Increasing international competition and downward pressure on margins
– Apart from technology driven competitive advantage dilution, Pick N Pay ADR can face downward pressure on margins from increasing competition from international players. The international players have stable revenue in their home market and can use those resources to penetrate Pick N Pay ADR prominent markets.
New competition
– After the dotcom bust of 2001, financial crisis of 2008-09, the business formation in US economy had declined. But in 2020 alone, there are more than 1.5 million new business applications in United States. This can lead to greater competition for Pick N Pay ADR in the sector and impact the bottomline of the organization.
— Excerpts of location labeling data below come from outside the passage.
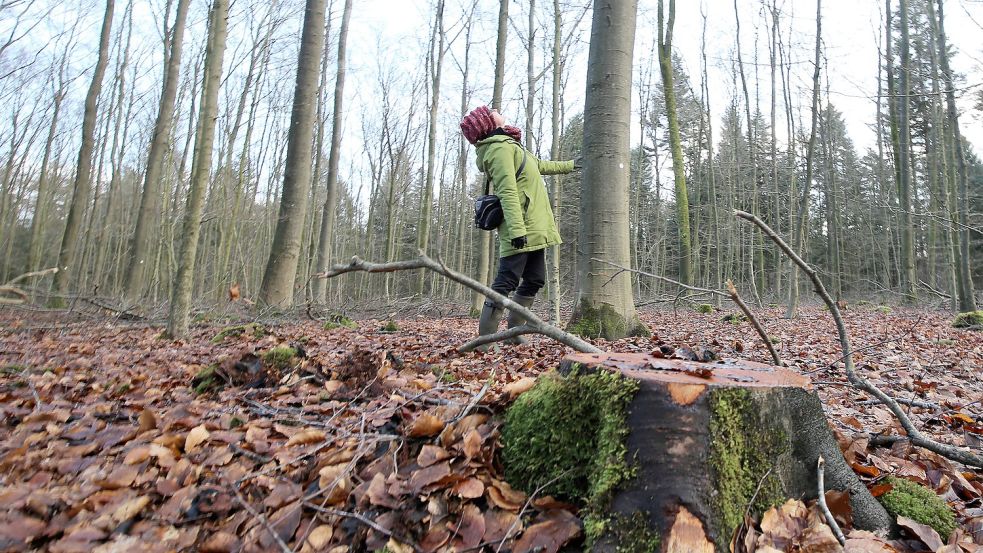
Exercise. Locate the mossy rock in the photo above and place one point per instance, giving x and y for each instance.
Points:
(254, 330)
(694, 445)
(207, 380)
(595, 322)
(582, 458)
(912, 500)
(280, 357)
(969, 319)
(338, 320)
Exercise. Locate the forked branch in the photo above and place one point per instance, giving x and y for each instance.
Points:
(915, 436)
(534, 325)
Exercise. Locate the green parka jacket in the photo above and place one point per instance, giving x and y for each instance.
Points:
(525, 203)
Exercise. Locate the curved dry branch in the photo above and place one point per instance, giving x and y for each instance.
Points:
(915, 436)
(534, 325)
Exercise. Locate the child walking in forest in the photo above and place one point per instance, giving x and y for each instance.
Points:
(528, 227)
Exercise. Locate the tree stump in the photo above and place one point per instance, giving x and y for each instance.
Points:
(706, 443)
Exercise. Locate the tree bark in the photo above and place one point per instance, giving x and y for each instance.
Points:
(605, 306)
(147, 217)
(802, 221)
(744, 437)
(967, 299)
(678, 164)
(180, 309)
(328, 213)
(83, 172)
(281, 270)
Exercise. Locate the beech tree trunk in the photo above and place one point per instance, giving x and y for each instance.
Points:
(678, 164)
(147, 217)
(710, 439)
(281, 268)
(328, 213)
(605, 306)
(180, 309)
(83, 171)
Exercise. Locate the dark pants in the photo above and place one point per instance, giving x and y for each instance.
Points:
(530, 267)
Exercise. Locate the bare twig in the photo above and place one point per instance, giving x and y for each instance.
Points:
(914, 434)
(423, 262)
(731, 293)
(820, 473)
(262, 520)
(736, 298)
(364, 520)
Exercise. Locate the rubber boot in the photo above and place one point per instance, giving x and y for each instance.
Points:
(516, 319)
(488, 322)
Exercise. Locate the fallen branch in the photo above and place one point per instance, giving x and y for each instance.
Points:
(915, 436)
(820, 474)
(22, 296)
(731, 293)
(534, 325)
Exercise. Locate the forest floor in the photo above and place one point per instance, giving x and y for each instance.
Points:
(361, 439)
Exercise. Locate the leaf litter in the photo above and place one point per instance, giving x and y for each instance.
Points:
(365, 440)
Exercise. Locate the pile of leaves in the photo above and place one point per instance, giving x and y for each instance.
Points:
(364, 439)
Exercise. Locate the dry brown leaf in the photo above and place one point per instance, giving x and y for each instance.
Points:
(196, 437)
(518, 387)
(147, 420)
(318, 539)
(558, 528)
(304, 437)
(130, 508)
(425, 426)
(924, 532)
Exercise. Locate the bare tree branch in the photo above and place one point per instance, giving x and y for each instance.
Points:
(914, 435)
(534, 325)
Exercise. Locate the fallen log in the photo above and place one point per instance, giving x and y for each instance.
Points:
(702, 445)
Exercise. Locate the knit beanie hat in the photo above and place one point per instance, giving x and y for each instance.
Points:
(477, 124)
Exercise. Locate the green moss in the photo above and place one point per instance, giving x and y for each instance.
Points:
(969, 319)
(206, 380)
(734, 318)
(743, 449)
(604, 322)
(254, 330)
(912, 500)
(280, 357)
(338, 320)
(567, 434)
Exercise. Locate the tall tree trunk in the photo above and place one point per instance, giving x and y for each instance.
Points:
(328, 213)
(967, 299)
(802, 221)
(675, 145)
(180, 309)
(134, 283)
(281, 269)
(554, 258)
(485, 247)
(905, 190)
(605, 306)
(34, 252)
(426, 200)
(83, 172)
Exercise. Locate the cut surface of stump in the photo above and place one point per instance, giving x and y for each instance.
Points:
(707, 444)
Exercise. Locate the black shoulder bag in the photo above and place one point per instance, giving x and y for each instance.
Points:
(488, 214)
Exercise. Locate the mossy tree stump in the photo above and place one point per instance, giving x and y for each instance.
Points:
(705, 443)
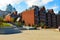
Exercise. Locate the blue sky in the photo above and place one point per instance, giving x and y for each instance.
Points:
(22, 5)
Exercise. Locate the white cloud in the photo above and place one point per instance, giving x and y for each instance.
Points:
(5, 2)
(37, 2)
(54, 7)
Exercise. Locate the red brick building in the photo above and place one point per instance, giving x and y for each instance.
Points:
(28, 17)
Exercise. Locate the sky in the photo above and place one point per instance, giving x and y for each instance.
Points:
(22, 5)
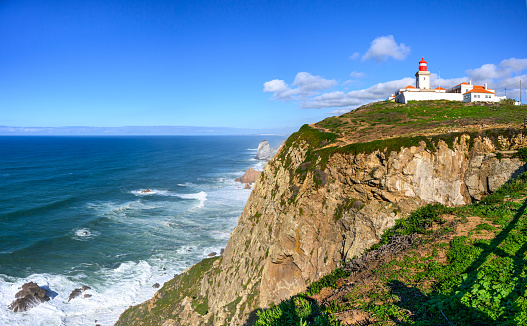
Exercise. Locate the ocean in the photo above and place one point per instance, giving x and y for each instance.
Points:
(74, 212)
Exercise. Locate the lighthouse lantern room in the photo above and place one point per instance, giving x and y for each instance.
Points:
(422, 77)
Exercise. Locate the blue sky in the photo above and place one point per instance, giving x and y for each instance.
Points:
(240, 64)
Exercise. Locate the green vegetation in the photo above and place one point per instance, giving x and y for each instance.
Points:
(521, 154)
(299, 310)
(387, 119)
(456, 274)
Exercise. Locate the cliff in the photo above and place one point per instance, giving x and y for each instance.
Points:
(330, 193)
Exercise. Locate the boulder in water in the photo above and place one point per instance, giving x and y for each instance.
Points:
(249, 177)
(31, 295)
(77, 292)
(264, 152)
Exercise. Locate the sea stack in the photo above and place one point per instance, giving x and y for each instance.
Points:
(249, 177)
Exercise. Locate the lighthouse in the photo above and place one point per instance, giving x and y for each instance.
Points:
(422, 77)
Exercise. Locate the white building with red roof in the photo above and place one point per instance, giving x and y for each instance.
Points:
(464, 92)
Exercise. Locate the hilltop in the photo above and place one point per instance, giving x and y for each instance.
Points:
(384, 178)
(381, 120)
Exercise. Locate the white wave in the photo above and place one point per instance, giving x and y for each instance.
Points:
(201, 196)
(84, 234)
(151, 192)
(112, 291)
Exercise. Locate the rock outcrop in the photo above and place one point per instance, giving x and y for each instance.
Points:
(264, 152)
(249, 177)
(31, 295)
(315, 206)
(77, 292)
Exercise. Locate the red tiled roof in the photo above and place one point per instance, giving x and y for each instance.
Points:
(479, 89)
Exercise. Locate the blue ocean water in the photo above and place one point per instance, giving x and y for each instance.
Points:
(74, 211)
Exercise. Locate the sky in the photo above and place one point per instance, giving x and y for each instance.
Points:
(254, 64)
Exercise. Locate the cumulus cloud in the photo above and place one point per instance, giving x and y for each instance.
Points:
(356, 74)
(303, 86)
(384, 47)
(514, 65)
(376, 92)
(307, 88)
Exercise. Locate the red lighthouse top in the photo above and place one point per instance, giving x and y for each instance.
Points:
(422, 65)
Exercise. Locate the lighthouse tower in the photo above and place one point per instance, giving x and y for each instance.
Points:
(422, 77)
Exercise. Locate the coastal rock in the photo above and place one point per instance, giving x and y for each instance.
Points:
(303, 219)
(31, 295)
(249, 177)
(77, 292)
(264, 152)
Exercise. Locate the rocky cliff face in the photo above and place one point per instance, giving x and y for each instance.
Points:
(315, 206)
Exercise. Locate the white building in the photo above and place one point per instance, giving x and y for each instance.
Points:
(464, 92)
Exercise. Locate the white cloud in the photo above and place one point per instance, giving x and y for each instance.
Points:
(376, 92)
(515, 65)
(356, 74)
(355, 56)
(305, 85)
(384, 47)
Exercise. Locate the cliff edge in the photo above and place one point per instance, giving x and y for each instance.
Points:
(329, 194)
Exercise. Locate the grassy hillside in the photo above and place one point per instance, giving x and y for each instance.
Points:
(465, 266)
(389, 119)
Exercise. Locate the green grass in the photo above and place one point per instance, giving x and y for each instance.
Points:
(393, 119)
(482, 281)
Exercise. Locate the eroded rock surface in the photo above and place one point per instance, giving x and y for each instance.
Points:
(304, 217)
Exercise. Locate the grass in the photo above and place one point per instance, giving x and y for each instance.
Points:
(443, 280)
(387, 119)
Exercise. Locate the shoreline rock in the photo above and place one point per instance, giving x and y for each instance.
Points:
(249, 177)
(30, 296)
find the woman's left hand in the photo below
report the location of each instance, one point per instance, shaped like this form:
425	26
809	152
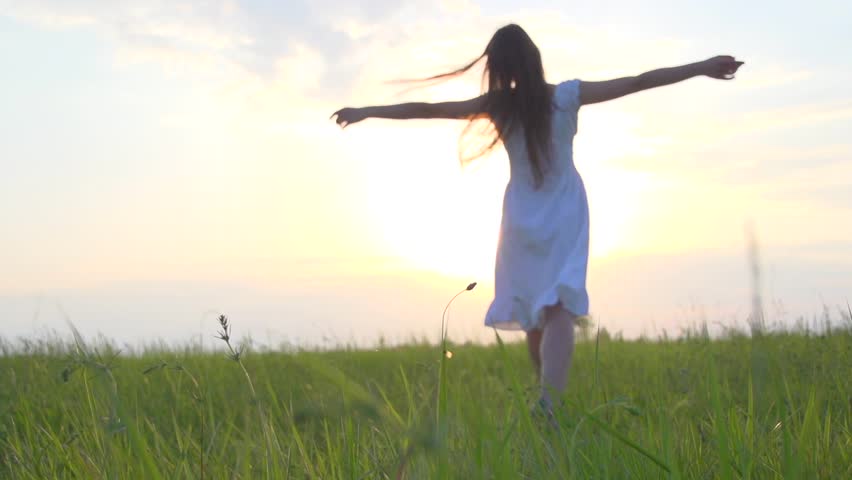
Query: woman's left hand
348	116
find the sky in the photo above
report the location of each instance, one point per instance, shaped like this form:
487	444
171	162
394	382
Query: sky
164	162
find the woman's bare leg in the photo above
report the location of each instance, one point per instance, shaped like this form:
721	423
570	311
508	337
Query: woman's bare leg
534	346
557	348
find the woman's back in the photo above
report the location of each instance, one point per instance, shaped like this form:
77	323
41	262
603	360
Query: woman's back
559	164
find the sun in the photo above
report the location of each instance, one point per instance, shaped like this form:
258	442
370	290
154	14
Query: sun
446	221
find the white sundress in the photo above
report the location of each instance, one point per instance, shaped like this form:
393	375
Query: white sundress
543	249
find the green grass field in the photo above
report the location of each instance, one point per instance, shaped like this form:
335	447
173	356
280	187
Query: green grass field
775	406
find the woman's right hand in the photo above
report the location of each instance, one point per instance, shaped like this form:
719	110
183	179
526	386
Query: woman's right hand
348	116
722	67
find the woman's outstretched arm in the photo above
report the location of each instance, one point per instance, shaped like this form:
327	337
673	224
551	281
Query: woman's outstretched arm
407	111
722	67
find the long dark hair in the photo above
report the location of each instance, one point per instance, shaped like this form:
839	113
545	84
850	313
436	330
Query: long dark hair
516	96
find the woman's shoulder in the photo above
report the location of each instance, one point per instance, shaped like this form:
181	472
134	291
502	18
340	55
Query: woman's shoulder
566	94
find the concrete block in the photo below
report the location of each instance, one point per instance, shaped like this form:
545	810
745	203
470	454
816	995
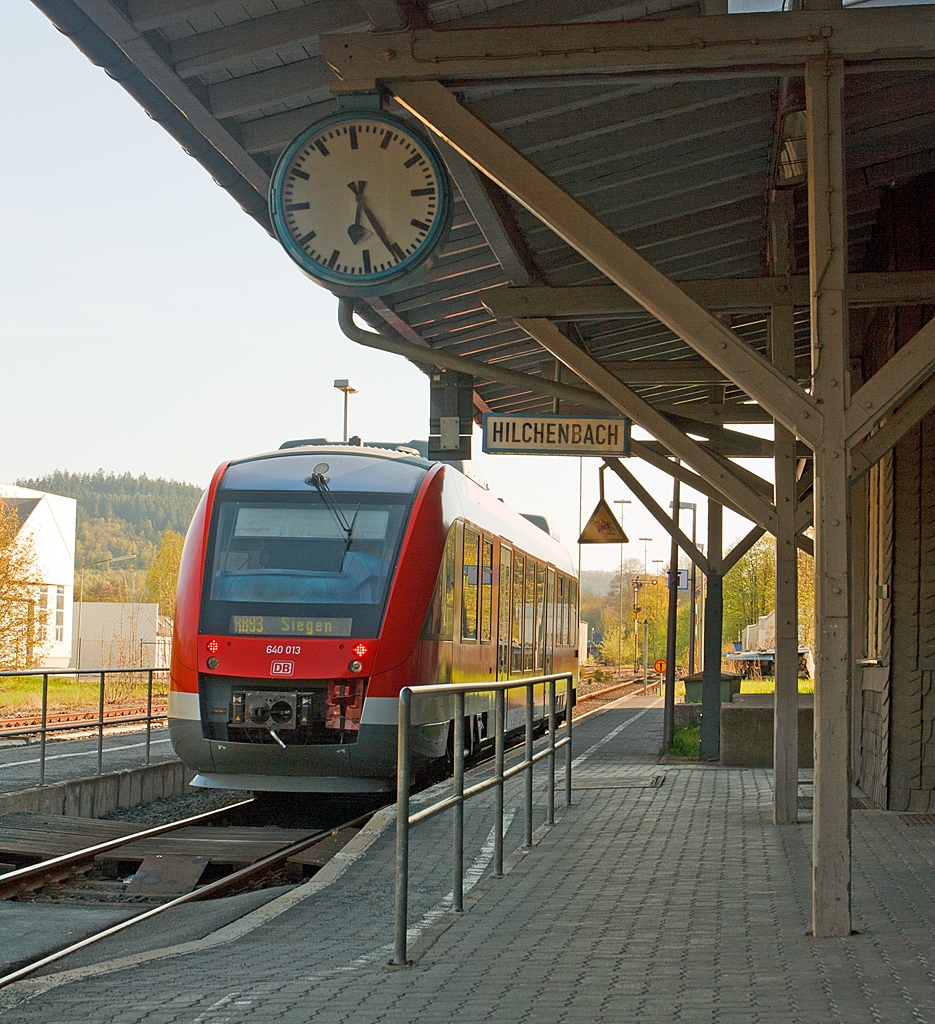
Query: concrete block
100	795
747	731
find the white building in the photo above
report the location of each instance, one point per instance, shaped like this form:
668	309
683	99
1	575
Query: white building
117	635
48	522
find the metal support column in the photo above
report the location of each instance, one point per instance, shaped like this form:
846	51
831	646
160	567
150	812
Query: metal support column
831	371
785	704
714	621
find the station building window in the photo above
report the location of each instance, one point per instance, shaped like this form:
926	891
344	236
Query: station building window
59	614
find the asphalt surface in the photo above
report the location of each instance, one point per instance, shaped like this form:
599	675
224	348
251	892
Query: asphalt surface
665	893
68	759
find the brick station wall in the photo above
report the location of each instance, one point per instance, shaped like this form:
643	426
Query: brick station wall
896	760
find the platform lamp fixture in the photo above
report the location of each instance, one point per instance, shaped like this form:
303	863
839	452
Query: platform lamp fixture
101	561
348	388
691	586
620	637
646	541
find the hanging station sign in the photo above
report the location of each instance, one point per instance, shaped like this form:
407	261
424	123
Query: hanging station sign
598	435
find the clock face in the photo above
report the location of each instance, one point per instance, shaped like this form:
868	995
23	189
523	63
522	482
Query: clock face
358	199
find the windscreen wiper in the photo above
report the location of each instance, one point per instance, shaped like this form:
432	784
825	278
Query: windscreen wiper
320	482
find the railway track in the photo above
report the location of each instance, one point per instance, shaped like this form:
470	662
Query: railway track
113	715
69	867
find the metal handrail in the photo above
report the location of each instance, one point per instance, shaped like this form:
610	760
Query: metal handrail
43	729
405	820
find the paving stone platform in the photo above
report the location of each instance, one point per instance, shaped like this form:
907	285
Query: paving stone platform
664	894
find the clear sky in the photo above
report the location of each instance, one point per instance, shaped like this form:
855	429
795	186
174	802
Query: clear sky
149	325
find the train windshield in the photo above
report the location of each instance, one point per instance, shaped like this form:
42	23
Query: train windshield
289	564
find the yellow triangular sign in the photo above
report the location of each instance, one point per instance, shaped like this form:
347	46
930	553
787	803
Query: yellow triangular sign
602	527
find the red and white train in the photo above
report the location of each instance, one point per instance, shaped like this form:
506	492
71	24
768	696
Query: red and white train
317	581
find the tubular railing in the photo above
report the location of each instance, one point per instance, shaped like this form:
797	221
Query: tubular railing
44	729
405	820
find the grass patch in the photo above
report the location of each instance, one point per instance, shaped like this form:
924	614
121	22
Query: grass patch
686	741
23	694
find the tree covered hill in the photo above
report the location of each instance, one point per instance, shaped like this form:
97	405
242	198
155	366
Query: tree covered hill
121	515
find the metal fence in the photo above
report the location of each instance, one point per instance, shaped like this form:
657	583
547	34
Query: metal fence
405	820
47	724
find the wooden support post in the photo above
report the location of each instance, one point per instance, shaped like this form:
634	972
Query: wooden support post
714	621
672	623
785	705
831	370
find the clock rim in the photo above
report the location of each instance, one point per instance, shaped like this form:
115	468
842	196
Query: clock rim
359	283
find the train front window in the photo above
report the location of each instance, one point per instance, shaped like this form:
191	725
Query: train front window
285	565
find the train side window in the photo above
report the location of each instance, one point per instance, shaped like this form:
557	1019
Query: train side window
471	550
540	616
572	612
516	630
529	625
560	612
506	572
486	588
439	622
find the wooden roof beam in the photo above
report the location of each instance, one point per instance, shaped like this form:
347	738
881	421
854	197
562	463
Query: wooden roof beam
715	43
211	50
909	288
438	109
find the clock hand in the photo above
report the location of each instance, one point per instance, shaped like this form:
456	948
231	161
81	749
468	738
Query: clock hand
356	230
391	247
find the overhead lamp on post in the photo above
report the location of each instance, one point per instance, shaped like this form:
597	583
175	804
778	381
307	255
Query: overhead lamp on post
620	638
691	585
102	561
344	385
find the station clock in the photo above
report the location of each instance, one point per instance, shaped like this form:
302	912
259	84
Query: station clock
359	201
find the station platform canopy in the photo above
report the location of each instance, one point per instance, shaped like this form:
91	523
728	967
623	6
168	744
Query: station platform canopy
676	130
669	210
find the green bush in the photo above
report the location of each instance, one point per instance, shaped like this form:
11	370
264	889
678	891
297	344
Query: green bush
686	741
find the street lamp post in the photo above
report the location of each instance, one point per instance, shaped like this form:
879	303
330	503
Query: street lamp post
655	610
102	561
348	388
646	541
691	586
620	637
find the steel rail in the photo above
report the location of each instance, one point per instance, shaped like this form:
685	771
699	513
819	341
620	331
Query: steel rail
205	892
11	882
77	719
405	820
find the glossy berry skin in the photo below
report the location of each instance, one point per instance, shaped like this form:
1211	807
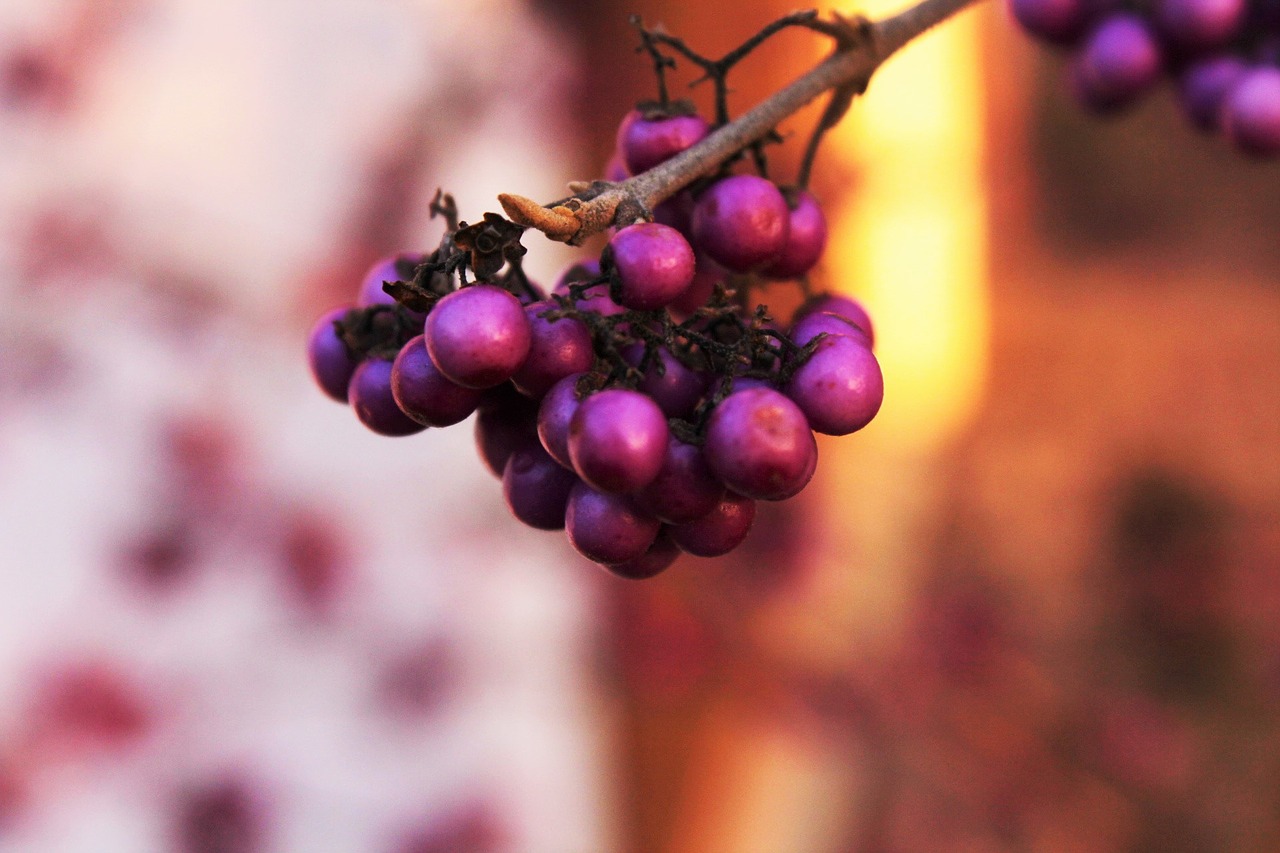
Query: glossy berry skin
504	429
1251	113
554	415
557	349
840	388
647	142
607	528
1060	22
741	222
536	488
478	336
720	530
685	487
424	393
617	439
1203	86
810	325
332	363
707	276
1119	60
844	306
654	265
759	445
1198	24
370	396
807	237
657	559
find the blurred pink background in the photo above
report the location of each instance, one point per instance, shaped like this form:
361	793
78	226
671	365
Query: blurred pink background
1033	607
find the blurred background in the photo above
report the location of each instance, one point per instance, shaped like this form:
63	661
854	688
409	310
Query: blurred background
1034	606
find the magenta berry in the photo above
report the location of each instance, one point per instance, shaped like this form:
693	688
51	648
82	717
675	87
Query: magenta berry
478	336
654	265
332	363
617	439
741	222
759	445
840	388
807	237
557	349
371	398
607	528
647	142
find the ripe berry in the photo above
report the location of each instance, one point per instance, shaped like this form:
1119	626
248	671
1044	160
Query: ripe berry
617	439
759	445
840	388
607	528
557	349
536	488
426	395
332	363
720	530
478	336
741	222
647	142
371	398
654	265
807	237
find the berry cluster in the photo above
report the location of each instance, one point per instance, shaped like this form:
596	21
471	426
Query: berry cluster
1223	54
640	406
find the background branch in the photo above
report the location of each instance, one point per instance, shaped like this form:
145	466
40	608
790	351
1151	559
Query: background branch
848	69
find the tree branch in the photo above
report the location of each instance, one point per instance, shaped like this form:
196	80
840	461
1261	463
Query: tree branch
851	67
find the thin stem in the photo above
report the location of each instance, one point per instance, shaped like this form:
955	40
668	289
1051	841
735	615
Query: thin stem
576	219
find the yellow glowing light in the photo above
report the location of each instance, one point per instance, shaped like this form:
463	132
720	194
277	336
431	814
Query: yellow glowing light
912	238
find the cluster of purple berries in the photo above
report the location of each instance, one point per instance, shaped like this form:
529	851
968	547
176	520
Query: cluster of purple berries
1223	54
640	436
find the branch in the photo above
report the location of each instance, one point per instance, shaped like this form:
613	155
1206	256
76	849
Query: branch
848	69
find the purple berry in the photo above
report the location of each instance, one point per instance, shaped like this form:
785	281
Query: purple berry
607	528
617	439
810	325
1203	86
840	388
647	142
536	488
554	415
1198	24
842	306
741	222
424	393
370	396
685	487
720	530
557	349
759	445
1120	59
1060	22
502	430
657	559
654	265
807	237
1251	113
332	363
677	389
478	336
707	276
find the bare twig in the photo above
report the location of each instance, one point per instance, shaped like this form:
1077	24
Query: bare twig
846	71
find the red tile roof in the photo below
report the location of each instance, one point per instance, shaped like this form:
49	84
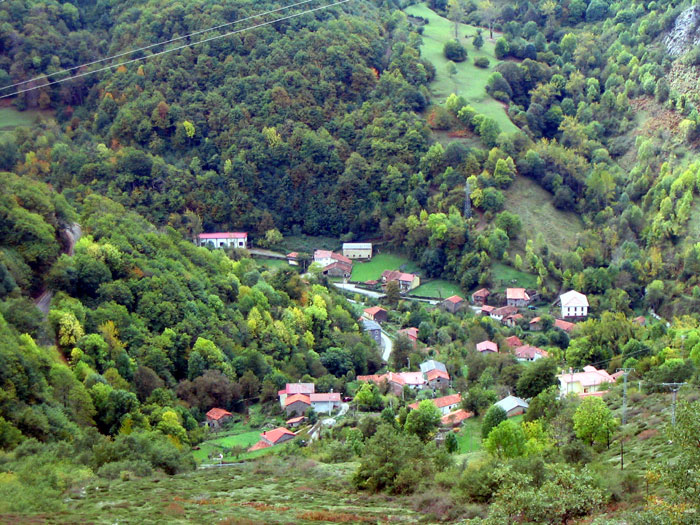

Trade war between China and United States
– The trade war between two of the biggest economies can hugely impact the opportunities for Pick N Pay ADR in industry. The industry is already at various protected from local competition in China, with the rise of trade war the protection levels may go up. This presents a clear threat of current business model in Chinese market.
Environmental challenges
– Pick N Pay ADR needs to have a robust strategy against the disruptions arising from climate change and energy requirements. EU has identified it as key priority area and spending 30% of its 880 billion Euros European post Covid-19 recovery funds on green technology. Pick N Pay ADR can take advantage of this fund but it will also bring new competitors in the industry.
Shortening product life cycle
– it is one of the major threat that Pick N Pay ADR is facing in sector. It can lead to higher research and development costs, higher marketing expenses, lower customer loyalty, etc.
Weighted SWOT Analysis of Pick N Pay ADR Template, Example
Not all factors mentioned under the Strengths, Weakness, Opportunities, and Threats quadrants in the SWOT Analysis are equal. Managers at Pick N Pay ADR needs to zero down on the relative importance of each factor mentioned in the Strengths, Weakness, Opportunities, and Threats quadrants.
We can provide the relative importance to each factor by assigning relative weights. Weighted SWOT analysis process is a three stage process –
First stage for doing weighted SWOT analysis of Pick N Pay ADR is to rank the strengths and weaknesses of the organization. This will help you to assess the most important strengths and weaknesses of the firm and which one of the strengths and weaknesses mentioned in the initial lists are marginal and can be left out.
Second stage for conducting weighted SWOT analysis of Pick N Pay ADR is to give probabilities to the external strategic factors thus better understanding the opportunities and threats arising out of macro environment changes and developments.
Third stage of constructing weighted SWOT analysis of Pick N Pay ADR to provide strategic recommendations includes – joining likelihood of external strategic factors such as opportunities and threats to the internal strategic factors – strengths and weaknesses. You should start with external factors as they will provide the direction of the overall industry. Secondly by joining probabilities with internal strategic factors can help the company not only strategic fit but also the most probably strategic trade-off that Pick N Pay ADR needs to make to build a sustainable competitive advantage.